Attend a workshop on QCA and fuzzy sets: March 26-28, 2020 in Irvine, CaliforniaClick WORKSHOP for more information. View the poster: HERE
What is QCA?Qualitative Comparative Analysis (QCA) is a new analytic technique that uses Boolean algebra to implement principles of comparison used by scholars engaged in the qualitative study of macro social phenomena. Typically, qualitatively oriented scholars examine only a few cases at a time, but their analyses are both intensive -- addressing many aspects of cases -- and integrative -- examining how the different parts of a case fit together, both contextually and historically. By formalizing the logic of qualitative analysis, QCA makes it possible to bring the logic and empirical intensity of qualitative approaches to studies that embrace more than a handful of cases -- research situations that normally call for the use of variable-oriented, quantitative methods. Boolean methods of logical comparison represent each case as a combination of causal and outcome conditions. These combinations can be compared with each other and then logically simplified through a bottom-up process of paired comparison. Computer algorithms developed by electrical engineers in the 1950s provide techniques for simplifying this type of data. The data matrix is reformulated as a "truth table" and reduced in a way that parallels the minimization of switching circuits (see Charles Ragin, The Comparative Method: Moving Beyond Qualitative and Quantitative Strategies). These minimization procedures mimic case-oriented comparative methods but accomplish the most cognitively demanding task -- making multiple comparisons of configurations -- through computer algorithms. The goal of the logical minimization is to represent -- in a shorthand manner -- the information in the truth table regarding the different combinations of conditions that produce a specific outcome.
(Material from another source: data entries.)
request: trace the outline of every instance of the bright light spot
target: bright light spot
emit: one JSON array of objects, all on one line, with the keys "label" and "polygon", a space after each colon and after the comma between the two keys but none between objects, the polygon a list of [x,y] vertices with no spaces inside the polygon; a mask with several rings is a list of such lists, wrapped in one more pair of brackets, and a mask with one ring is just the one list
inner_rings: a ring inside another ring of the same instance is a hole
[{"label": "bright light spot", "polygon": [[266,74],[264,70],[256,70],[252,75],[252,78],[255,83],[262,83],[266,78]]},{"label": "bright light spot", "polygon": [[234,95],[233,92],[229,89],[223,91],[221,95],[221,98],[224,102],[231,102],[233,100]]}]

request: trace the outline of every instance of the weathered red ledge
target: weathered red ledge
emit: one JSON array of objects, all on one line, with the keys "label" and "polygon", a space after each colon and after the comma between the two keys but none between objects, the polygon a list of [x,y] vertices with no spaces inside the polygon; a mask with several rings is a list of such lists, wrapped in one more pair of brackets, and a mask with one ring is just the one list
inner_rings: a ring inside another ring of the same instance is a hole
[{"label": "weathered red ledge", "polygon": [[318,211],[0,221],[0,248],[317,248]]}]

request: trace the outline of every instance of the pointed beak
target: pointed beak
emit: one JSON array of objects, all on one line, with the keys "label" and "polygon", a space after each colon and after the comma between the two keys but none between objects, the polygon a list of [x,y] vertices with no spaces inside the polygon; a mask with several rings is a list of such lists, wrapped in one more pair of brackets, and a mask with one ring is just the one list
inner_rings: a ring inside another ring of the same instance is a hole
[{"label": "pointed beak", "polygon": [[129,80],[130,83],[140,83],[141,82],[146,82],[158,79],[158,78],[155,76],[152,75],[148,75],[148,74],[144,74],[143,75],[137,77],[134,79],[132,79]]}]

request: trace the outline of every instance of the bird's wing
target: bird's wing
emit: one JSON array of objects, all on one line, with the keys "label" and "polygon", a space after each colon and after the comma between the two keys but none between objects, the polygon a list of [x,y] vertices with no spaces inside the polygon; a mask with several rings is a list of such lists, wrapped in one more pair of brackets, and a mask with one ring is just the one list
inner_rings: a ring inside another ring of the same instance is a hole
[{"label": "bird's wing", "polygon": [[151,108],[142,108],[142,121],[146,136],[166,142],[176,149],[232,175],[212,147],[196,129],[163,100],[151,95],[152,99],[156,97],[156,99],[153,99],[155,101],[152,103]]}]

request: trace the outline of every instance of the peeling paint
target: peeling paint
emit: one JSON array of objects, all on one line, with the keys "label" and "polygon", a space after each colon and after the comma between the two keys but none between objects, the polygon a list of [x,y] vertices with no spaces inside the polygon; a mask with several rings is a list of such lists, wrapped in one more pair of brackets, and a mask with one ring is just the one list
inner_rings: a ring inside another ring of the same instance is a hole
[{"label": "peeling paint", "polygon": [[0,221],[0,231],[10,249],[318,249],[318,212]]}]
What does the "fs" in fs/QCA mean?A conventional (or "crisp") set is dichotomous: An case is either "in" or "out" of a set, for example, the set of Protestants. Thus, a conventional set is comparable to a binary variable with two values, 1 ("in," i.e., Protestant) and 0 ("out," i.e., non-Protestant). A fuzzy set, by contrast, permits membership in the interval between 0 and 1 while retaining the two qualitative states of full membership and full non-membership. Thus, the fuzzy set of Protestants could include individuals who are "fully in" the set (fuzzy membership = 1.0), some who are "almost fully in" the set (membership = .90), some who are neither "more in" nor "more out" of the set (membership = .5, also known as the "crossover point"), some who are "barely more out than in" the set (membership = .45), and so on down to those who are "fully out" of the set (membership = 0). It is up to the researcher to specify procedures for assigning fuzzy membership scores to cases, and these procedures must be both open and explicit so that they can be evaluated by other scholars.
fsQCA can be applied to crisp (i.e., binary) sets, fuzzy sets, and to mixtures of fuzzy and crisp sets.